Pretty sure the sigma bond stays formed as the 2 carbons stay bonded together, or else they would just fall apart. Only the pi bond is broken
Reply 6
also ethanoyl chloride reacts with the carboxylic group to form an acid anhydride
Reply 7
Original post by Yazberry
also ethanoyl chloride reacts with the carboxylic group to form an acid anhydride

Also pretty sure that they only react with amides and alcohols and water because of steric hindrance...
4 is wrong you gotta remember in the bromine molecule i think it was the bonds break as well so its sigma and pi bond
Sigma bond is broken in Bromine you're forgetting.
Original post by georgew9828
Pretty sure the sigma bond stays formed as the 2 carbons stay bonded together, or else they would just fall apart.

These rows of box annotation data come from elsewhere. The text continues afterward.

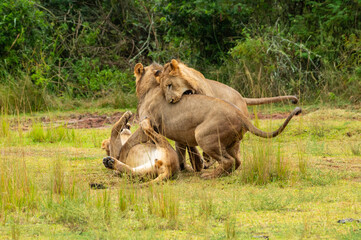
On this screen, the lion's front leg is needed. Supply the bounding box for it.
[175,142,193,172]
[187,146,203,172]
[118,128,149,161]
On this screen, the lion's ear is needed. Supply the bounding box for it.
[170,59,179,71]
[134,63,144,77]
[154,70,162,84]
[102,139,110,151]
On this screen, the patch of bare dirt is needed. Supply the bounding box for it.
[11,112,134,131]
[250,113,290,119]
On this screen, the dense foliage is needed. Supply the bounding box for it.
[0,0,361,112]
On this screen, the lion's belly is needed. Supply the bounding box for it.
[163,129,198,147]
[125,143,164,168]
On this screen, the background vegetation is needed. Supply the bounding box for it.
[0,0,361,112]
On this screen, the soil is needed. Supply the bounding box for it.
[11,112,289,131]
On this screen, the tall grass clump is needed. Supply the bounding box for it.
[148,189,179,220]
[0,116,10,137]
[0,158,39,215]
[28,123,75,143]
[350,143,361,156]
[241,140,291,185]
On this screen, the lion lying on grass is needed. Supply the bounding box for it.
[102,111,179,183]
[116,63,301,178]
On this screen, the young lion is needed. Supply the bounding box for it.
[102,111,179,183]
[158,59,298,116]
[157,59,298,168]
[120,63,301,178]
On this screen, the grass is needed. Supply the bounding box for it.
[0,106,361,239]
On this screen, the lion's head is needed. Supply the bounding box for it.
[134,63,163,99]
[157,59,208,103]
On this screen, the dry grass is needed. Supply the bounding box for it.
[0,110,361,239]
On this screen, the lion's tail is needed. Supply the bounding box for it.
[242,107,302,138]
[244,96,298,105]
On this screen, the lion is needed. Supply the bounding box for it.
[102,111,179,184]
[134,63,203,172]
[116,63,301,179]
[156,59,298,168]
[158,59,298,116]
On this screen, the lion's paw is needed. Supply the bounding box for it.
[103,157,115,169]
[122,111,133,121]
[201,173,217,179]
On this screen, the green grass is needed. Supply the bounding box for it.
[0,109,361,239]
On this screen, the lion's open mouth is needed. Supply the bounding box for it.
[183,90,193,95]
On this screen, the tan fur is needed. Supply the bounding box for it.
[134,63,203,171]
[102,112,179,183]
[101,139,110,156]
[120,62,301,178]
[158,59,298,116]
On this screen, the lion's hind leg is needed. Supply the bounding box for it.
[140,118,169,148]
[111,111,132,138]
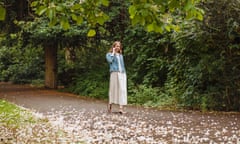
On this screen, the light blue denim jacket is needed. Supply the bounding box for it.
[106,52,126,73]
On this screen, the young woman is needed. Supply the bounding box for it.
[106,41,127,114]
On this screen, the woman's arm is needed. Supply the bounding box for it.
[106,53,114,63]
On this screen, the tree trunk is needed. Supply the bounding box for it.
[45,45,57,89]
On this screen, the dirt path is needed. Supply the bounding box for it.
[0,83,240,144]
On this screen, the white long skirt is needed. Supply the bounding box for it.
[109,72,127,105]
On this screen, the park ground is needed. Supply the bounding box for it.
[0,83,240,144]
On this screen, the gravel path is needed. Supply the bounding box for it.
[0,83,240,144]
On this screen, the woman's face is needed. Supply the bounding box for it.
[114,43,121,53]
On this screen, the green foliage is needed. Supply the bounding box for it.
[0,100,37,128]
[161,0,239,110]
[31,0,203,36]
[0,40,44,83]
[0,3,6,21]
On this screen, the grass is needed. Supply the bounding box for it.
[0,100,37,129]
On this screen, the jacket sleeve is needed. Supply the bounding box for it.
[106,53,114,63]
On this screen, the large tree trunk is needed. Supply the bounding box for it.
[45,45,57,89]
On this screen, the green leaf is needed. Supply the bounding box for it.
[77,16,83,25]
[0,6,6,21]
[31,1,39,7]
[147,23,154,32]
[71,14,78,21]
[56,6,63,12]
[60,17,70,30]
[102,0,109,7]
[71,4,81,10]
[87,29,96,37]
[36,6,48,16]
[128,5,136,19]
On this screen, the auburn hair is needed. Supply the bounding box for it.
[109,41,122,53]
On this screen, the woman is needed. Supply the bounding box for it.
[106,41,127,114]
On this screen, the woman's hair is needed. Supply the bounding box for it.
[109,41,122,53]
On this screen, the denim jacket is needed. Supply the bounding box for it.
[106,52,126,73]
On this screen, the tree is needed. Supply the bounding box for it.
[31,0,203,36]
[0,0,203,88]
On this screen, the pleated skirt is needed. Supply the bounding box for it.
[109,72,127,105]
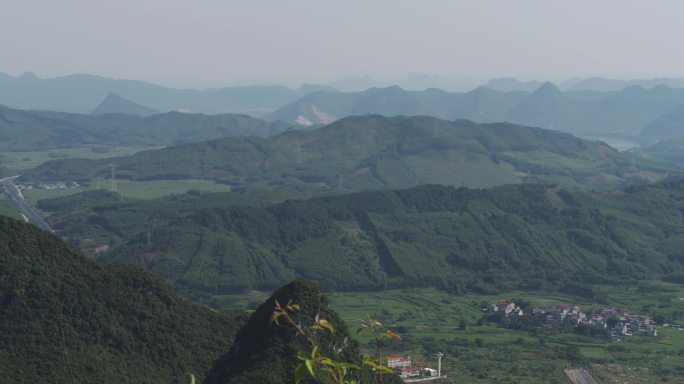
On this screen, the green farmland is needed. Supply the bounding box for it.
[212,283,684,384]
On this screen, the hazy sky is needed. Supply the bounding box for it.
[0,0,684,84]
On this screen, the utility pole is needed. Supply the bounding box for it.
[437,352,444,377]
[295,143,302,164]
[109,163,116,192]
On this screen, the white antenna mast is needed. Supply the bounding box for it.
[295,143,302,164]
[436,352,444,377]
[109,163,116,192]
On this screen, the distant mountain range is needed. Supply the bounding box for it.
[0,104,289,151]
[46,181,684,297]
[265,83,684,137]
[0,72,332,115]
[563,77,684,92]
[90,92,161,117]
[22,115,682,195]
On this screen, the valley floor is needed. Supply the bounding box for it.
[212,283,684,384]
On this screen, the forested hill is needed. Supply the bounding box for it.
[0,216,237,384]
[204,279,402,384]
[0,106,288,151]
[101,182,684,295]
[23,116,682,194]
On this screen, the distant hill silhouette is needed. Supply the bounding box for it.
[22,114,681,195]
[484,77,543,92]
[566,77,684,92]
[90,92,160,117]
[0,73,333,115]
[265,84,684,137]
[0,104,289,151]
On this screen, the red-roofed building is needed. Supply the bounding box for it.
[385,355,411,369]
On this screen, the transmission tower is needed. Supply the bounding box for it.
[295,143,302,164]
[109,163,116,192]
[436,352,444,377]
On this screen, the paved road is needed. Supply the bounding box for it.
[563,368,597,384]
[0,177,54,232]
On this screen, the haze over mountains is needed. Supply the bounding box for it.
[265,83,684,141]
[22,115,681,195]
[0,104,289,151]
[0,72,331,115]
[90,92,161,117]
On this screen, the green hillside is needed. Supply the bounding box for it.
[0,106,287,151]
[37,190,264,251]
[0,217,237,383]
[204,280,402,384]
[84,182,684,297]
[23,115,681,194]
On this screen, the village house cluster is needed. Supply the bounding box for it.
[488,300,658,340]
[16,181,81,191]
[385,355,438,379]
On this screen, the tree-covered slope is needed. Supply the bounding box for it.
[23,115,681,194]
[93,182,684,295]
[0,217,237,383]
[204,279,402,384]
[0,106,287,151]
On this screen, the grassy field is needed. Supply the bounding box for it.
[213,283,684,384]
[0,145,161,171]
[0,195,22,219]
[23,180,230,205]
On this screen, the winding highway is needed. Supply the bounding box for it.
[0,176,54,232]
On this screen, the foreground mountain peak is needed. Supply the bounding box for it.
[205,279,397,384]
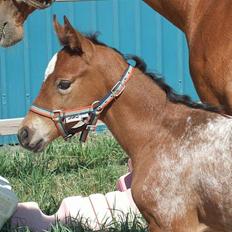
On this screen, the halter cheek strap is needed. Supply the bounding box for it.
[30,65,134,142]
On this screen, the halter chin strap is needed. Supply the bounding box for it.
[16,0,105,10]
[30,65,134,142]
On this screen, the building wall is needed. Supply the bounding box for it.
[0,0,198,143]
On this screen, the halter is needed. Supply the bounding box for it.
[16,0,105,10]
[16,0,52,9]
[30,65,134,142]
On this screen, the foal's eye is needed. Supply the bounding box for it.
[57,80,71,90]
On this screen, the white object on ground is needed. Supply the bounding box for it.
[11,189,140,232]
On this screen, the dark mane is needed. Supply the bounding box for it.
[86,33,222,113]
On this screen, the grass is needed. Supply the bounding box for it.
[0,134,146,232]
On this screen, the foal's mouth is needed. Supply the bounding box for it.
[0,23,8,41]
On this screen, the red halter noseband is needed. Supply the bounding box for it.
[30,65,134,142]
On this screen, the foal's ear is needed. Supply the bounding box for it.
[53,15,84,55]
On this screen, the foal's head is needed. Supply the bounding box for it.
[18,17,128,152]
[0,0,52,47]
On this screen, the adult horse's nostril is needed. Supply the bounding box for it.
[18,127,30,147]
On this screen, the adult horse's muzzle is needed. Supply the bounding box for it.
[18,126,46,152]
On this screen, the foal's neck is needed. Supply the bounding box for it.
[99,61,185,164]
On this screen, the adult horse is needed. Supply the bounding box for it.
[18,15,232,232]
[0,0,232,114]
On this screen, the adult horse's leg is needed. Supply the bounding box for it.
[149,210,205,232]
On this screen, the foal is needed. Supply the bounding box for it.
[18,18,232,232]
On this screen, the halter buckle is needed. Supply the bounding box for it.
[86,125,97,131]
[111,81,125,97]
[52,110,63,122]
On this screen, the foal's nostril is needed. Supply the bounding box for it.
[18,127,30,146]
[21,128,29,139]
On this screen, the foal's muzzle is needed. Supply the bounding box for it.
[18,126,45,152]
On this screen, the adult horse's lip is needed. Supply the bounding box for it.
[29,139,45,152]
[0,23,7,41]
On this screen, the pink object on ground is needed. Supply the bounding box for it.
[11,190,140,232]
[11,160,140,232]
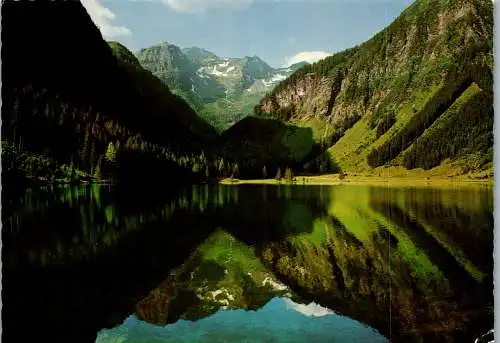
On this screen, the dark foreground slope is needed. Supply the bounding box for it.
[254,0,493,172]
[2,1,221,188]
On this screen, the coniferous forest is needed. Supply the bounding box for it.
[1,0,494,343]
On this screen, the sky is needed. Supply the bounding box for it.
[81,0,413,68]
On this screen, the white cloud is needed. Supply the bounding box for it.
[285,299,335,317]
[82,0,132,38]
[283,51,331,67]
[162,0,253,13]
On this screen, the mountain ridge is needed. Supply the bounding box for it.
[254,0,493,172]
[135,42,307,131]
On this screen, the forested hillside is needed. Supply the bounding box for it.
[2,1,232,188]
[255,0,493,173]
[136,42,307,131]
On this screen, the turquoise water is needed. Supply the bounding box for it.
[96,297,389,343]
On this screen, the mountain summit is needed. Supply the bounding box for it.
[136,43,307,130]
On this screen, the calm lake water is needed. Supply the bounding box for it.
[2,185,493,343]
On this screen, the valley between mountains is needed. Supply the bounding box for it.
[2,0,493,187]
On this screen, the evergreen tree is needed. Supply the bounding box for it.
[106,142,119,162]
[285,167,293,182]
[276,167,281,181]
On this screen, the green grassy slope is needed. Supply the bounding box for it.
[256,0,493,171]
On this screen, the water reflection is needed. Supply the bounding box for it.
[96,298,388,343]
[2,185,493,342]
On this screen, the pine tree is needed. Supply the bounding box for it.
[276,167,281,181]
[106,142,119,162]
[285,167,293,182]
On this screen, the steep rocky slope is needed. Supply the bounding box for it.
[136,43,306,130]
[255,0,493,172]
[2,1,221,185]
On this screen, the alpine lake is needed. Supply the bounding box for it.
[2,185,493,343]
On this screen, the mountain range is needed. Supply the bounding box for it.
[135,43,308,131]
[255,0,493,176]
[2,0,493,187]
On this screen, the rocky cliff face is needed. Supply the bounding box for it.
[136,43,306,130]
[256,0,493,170]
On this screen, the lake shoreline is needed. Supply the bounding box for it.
[219,174,494,187]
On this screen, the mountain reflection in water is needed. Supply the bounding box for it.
[2,185,493,342]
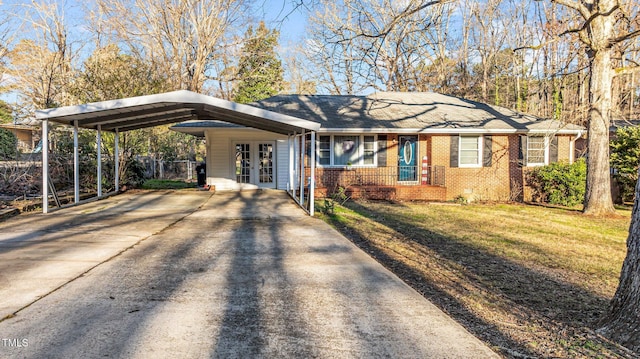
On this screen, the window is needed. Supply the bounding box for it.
[333,136,360,166]
[318,136,331,166]
[458,136,482,167]
[527,136,548,166]
[362,136,376,165]
[317,135,376,166]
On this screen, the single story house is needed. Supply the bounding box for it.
[172,92,585,201]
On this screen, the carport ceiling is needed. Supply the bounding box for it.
[36,90,320,135]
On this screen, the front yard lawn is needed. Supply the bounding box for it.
[317,201,634,358]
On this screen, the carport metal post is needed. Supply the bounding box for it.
[42,118,49,213]
[73,120,80,203]
[113,128,120,193]
[96,125,102,198]
[309,131,316,217]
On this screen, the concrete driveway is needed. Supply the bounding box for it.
[0,191,497,358]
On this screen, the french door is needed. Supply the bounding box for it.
[233,141,276,188]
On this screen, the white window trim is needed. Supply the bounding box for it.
[527,135,549,167]
[316,133,378,168]
[458,135,484,168]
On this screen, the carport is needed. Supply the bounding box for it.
[36,90,320,215]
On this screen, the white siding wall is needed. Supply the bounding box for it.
[205,128,289,191]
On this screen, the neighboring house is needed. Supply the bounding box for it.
[0,123,37,153]
[172,92,584,201]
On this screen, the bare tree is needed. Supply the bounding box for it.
[91,0,248,92]
[310,0,449,93]
[0,1,17,91]
[8,1,73,109]
[536,0,640,215]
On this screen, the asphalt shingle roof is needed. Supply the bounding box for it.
[175,92,584,133]
[251,92,582,131]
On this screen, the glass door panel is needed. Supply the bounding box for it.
[398,136,418,182]
[258,143,274,184]
[235,143,251,183]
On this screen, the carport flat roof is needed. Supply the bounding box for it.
[36,90,320,135]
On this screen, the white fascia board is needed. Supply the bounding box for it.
[36,91,189,119]
[318,128,584,135]
[36,90,320,131]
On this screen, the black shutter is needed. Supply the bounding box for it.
[518,135,527,167]
[449,135,460,168]
[482,135,493,167]
[378,135,387,167]
[549,136,558,163]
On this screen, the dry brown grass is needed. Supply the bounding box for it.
[319,202,634,358]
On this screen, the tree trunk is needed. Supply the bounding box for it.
[584,48,615,216]
[598,170,640,353]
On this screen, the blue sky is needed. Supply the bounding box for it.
[0,0,306,103]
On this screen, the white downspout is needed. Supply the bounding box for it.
[96,125,102,198]
[73,120,80,204]
[42,119,49,213]
[113,128,120,193]
[309,131,316,217]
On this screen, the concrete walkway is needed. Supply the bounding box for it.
[0,191,497,358]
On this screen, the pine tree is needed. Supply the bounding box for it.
[234,21,283,103]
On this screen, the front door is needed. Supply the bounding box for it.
[234,141,276,188]
[398,136,418,182]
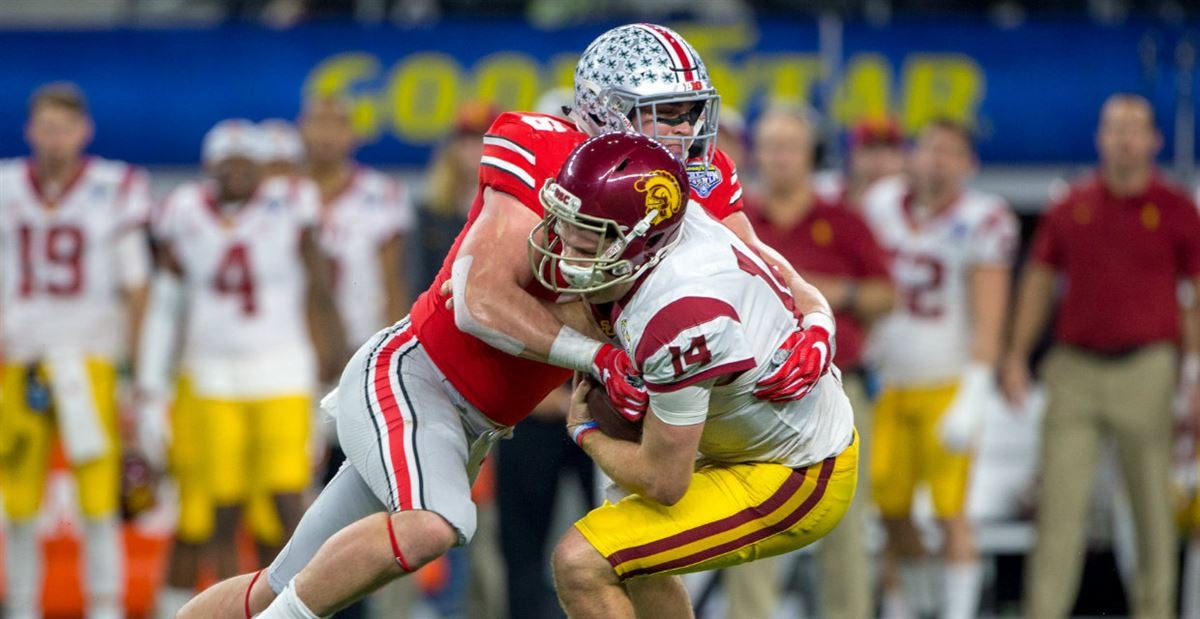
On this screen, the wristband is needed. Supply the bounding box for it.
[800,312,834,337]
[546,325,602,372]
[571,421,600,449]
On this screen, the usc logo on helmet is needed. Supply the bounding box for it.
[634,170,683,226]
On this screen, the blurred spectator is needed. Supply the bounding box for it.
[412,103,498,290]
[1002,95,1200,618]
[0,83,150,619]
[147,120,344,585]
[722,106,893,619]
[815,119,905,209]
[497,89,596,619]
[258,119,305,176]
[862,120,1018,619]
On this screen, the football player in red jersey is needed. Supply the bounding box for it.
[181,24,830,618]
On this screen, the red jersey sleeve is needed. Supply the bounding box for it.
[1176,197,1200,277]
[1030,196,1072,269]
[479,112,582,214]
[688,149,743,221]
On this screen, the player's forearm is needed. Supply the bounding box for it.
[582,432,682,505]
[971,266,1009,367]
[1008,262,1054,360]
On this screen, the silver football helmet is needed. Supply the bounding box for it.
[571,24,720,161]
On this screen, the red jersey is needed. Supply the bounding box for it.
[746,194,890,369]
[1031,175,1200,353]
[412,113,742,426]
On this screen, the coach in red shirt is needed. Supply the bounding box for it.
[715,106,893,618]
[1002,95,1200,619]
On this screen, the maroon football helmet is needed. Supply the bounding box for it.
[529,133,689,294]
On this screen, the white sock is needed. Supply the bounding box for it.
[80,516,125,619]
[151,585,196,619]
[896,558,935,615]
[5,519,43,619]
[940,559,983,619]
[256,581,322,619]
[880,587,912,619]
[1180,537,1200,619]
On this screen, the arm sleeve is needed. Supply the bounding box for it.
[479,114,544,212]
[650,380,713,426]
[1178,199,1200,277]
[634,296,757,392]
[971,200,1018,266]
[1030,203,1066,269]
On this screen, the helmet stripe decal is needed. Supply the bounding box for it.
[638,24,696,82]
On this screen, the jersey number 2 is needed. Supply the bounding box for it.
[17,226,84,298]
[667,335,713,378]
[212,242,257,315]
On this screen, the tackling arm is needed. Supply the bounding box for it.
[568,380,712,506]
[452,187,601,372]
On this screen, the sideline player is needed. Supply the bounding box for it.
[155,120,344,576]
[0,83,150,618]
[184,24,828,617]
[863,120,1016,618]
[540,133,858,618]
[300,97,413,350]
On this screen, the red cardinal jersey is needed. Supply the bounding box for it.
[412,113,742,425]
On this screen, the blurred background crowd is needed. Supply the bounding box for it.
[0,0,1200,619]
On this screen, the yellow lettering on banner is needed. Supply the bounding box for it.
[833,54,892,126]
[475,54,541,109]
[763,54,821,103]
[707,60,739,112]
[546,54,580,90]
[672,22,758,57]
[902,54,986,131]
[386,53,462,143]
[304,52,383,142]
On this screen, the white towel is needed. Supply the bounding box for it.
[46,348,110,464]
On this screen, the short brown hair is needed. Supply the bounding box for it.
[29,82,88,116]
[922,116,976,154]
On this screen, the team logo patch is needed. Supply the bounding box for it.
[1141,203,1162,232]
[634,170,683,226]
[688,161,724,198]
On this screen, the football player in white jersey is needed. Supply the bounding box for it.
[863,120,1018,618]
[0,84,150,618]
[300,97,413,349]
[540,133,858,618]
[147,120,344,587]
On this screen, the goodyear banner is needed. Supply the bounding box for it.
[0,19,1200,164]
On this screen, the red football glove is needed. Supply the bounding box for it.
[754,314,833,402]
[592,343,649,421]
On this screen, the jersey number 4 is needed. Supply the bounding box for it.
[212,242,258,315]
[17,226,84,299]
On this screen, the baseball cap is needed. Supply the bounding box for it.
[258,119,304,163]
[200,119,266,163]
[850,116,904,148]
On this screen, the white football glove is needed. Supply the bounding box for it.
[937,363,992,453]
[137,392,170,470]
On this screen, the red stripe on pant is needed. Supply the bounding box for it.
[609,458,835,581]
[372,326,415,510]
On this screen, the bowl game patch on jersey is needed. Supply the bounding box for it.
[688,161,724,198]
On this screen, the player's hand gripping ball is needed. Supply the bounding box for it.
[569,374,643,443]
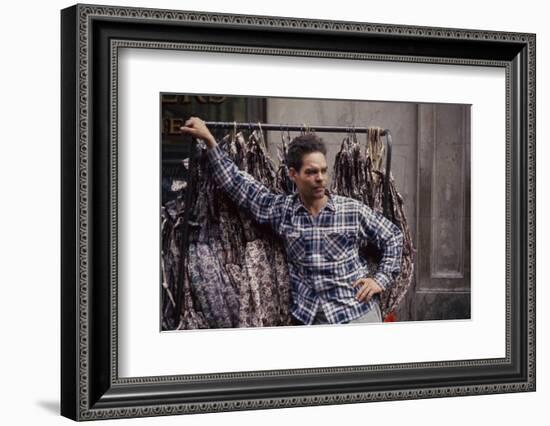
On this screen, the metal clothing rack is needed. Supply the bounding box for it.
[176,121,392,323]
[205,121,392,218]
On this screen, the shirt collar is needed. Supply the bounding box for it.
[292,188,336,214]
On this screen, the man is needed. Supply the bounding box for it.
[181,117,403,324]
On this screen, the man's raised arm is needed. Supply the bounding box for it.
[181,117,285,228]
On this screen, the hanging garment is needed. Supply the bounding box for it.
[163,132,291,329]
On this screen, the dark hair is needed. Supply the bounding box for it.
[286,133,327,171]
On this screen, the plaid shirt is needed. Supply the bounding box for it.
[208,145,403,324]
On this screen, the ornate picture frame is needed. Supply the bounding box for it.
[61,4,536,420]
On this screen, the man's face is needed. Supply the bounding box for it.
[288,152,327,201]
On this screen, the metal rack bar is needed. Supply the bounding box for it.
[205,121,387,136]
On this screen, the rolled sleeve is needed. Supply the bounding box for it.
[359,205,403,290]
[207,145,286,227]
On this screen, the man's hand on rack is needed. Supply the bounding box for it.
[180,117,217,149]
[353,278,382,303]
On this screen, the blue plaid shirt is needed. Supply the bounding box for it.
[208,145,403,324]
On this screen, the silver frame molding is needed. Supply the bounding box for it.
[61,5,536,420]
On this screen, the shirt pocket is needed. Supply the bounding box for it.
[284,230,306,262]
[323,231,357,261]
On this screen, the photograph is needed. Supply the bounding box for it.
[60,4,536,420]
[160,93,471,331]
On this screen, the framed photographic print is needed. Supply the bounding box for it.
[61,5,536,420]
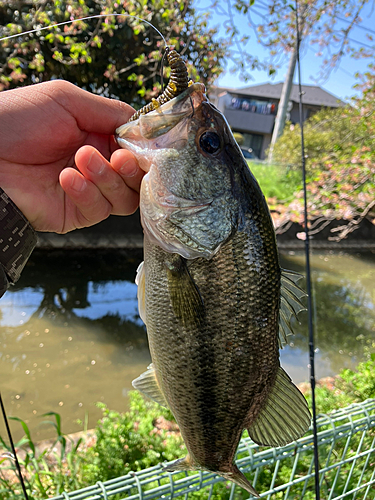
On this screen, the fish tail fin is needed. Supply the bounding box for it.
[217,464,260,498]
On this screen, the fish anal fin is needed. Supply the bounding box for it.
[163,454,195,472]
[279,269,307,348]
[246,367,311,446]
[132,363,168,408]
[135,262,146,324]
[166,254,205,327]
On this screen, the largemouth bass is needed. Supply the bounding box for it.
[117,83,310,496]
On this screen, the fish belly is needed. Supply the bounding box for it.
[145,233,280,472]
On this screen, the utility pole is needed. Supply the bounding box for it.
[268,48,297,163]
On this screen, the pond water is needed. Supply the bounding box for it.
[0,251,375,440]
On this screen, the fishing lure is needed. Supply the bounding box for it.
[129,46,189,122]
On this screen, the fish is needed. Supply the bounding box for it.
[116,83,311,497]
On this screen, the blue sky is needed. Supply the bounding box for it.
[196,0,375,100]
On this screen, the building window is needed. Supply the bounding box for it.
[229,97,276,115]
[233,130,263,158]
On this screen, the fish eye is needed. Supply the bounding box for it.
[199,130,220,154]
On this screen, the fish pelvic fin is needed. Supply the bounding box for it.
[217,464,260,498]
[247,367,311,446]
[132,363,168,408]
[163,454,195,472]
[163,454,259,498]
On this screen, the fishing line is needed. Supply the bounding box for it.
[0,12,168,47]
[296,0,320,500]
[0,392,29,500]
[0,13,170,500]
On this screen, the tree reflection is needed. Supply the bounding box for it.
[291,273,375,359]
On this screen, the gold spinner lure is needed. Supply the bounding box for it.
[129,46,190,122]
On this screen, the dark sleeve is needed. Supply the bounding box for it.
[0,188,37,297]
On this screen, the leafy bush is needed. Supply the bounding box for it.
[271,66,375,240]
[248,160,302,201]
[0,353,375,500]
[0,412,84,500]
[83,392,186,484]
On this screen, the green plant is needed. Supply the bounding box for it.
[0,412,84,500]
[248,164,302,203]
[84,391,186,483]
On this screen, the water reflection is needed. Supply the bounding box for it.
[0,248,375,438]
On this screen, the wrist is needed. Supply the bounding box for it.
[0,188,37,296]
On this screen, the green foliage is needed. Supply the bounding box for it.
[0,0,226,107]
[0,412,84,500]
[273,67,375,234]
[305,353,375,413]
[84,392,186,484]
[0,353,375,500]
[248,160,302,204]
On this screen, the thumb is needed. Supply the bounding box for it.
[46,80,135,135]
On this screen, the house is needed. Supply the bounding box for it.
[210,83,344,159]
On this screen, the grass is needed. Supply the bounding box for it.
[0,358,375,500]
[248,160,302,202]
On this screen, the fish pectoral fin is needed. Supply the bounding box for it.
[166,254,205,327]
[132,363,168,408]
[279,269,307,348]
[135,262,146,324]
[246,367,311,446]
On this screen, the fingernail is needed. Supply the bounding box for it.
[87,153,105,175]
[71,175,86,191]
[119,160,138,177]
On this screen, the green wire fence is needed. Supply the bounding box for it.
[53,399,375,500]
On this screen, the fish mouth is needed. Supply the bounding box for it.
[115,83,207,163]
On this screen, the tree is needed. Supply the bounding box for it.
[207,0,375,160]
[274,66,375,240]
[0,0,226,107]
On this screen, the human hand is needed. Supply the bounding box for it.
[0,80,143,233]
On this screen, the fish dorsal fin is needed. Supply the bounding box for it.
[166,254,205,327]
[132,363,168,408]
[248,367,311,446]
[135,262,146,324]
[279,269,307,348]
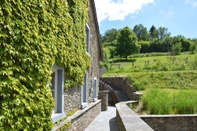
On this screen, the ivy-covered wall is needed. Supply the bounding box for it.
[0,0,91,131]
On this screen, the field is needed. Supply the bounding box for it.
[104,54,197,114]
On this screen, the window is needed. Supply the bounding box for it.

Only the pi bond is broken
Original post by ConV1ct__
4 is wrong you gotta remember in the bromine molecule i think it was the bonds break as well so its sigma and pi bond

Ah right I get you now, but didn't the question specify about the alkene (ethene) molecule and not the reagent?
Original post by georgew9828
Ah right I get you now, but didn't the question specify about the alkene (ethene) molecule and not the reagent?

It was for the entire mechanism am sure
Could you say 2,4-DNP instead of tollens? With the aldehyde you would get an orange precipitate and you would not with the alcohol
For the heterolytic fission partial mechanism did anyone put H3O+ is formed and a negative charge is on the alkane formed?
I got probs 40%
For Q16 could you use Cr2O7^2- with H2SO4 and say that the alcohol will get oxidised and turn orange to green, whereas there will be no colour change (staying orange) involved in the carboxylic acid?
I talked about Brady's reagent forming an orange ppt, as one was aldehyde and the other was a aldehyde. I think any test which only reacts with1 of the 2 compuonds would be acceptable
Original post by KimchiCupRamen
For Q16 could you use Cr2O7^2- with H2SO4 and say that the alcohol will get oxidised and turn orange to green, whereas there will be no colour change (staying orange) involved in the carboxylic acid?
Surely it’s pi and sigma that break - the pi bond in the alkene and sigma bond in the bromine then one sigma forms
jus wanna say if anyone is feeling upset of this mark scheme, dw its not UNOFFICIAL
Reply 19
Original post by tesconyc
I got probs 40%


omg same I dont understand how people found it easy. It was such a weird paper like none of the questions were like before. 2018 paper was much nicer.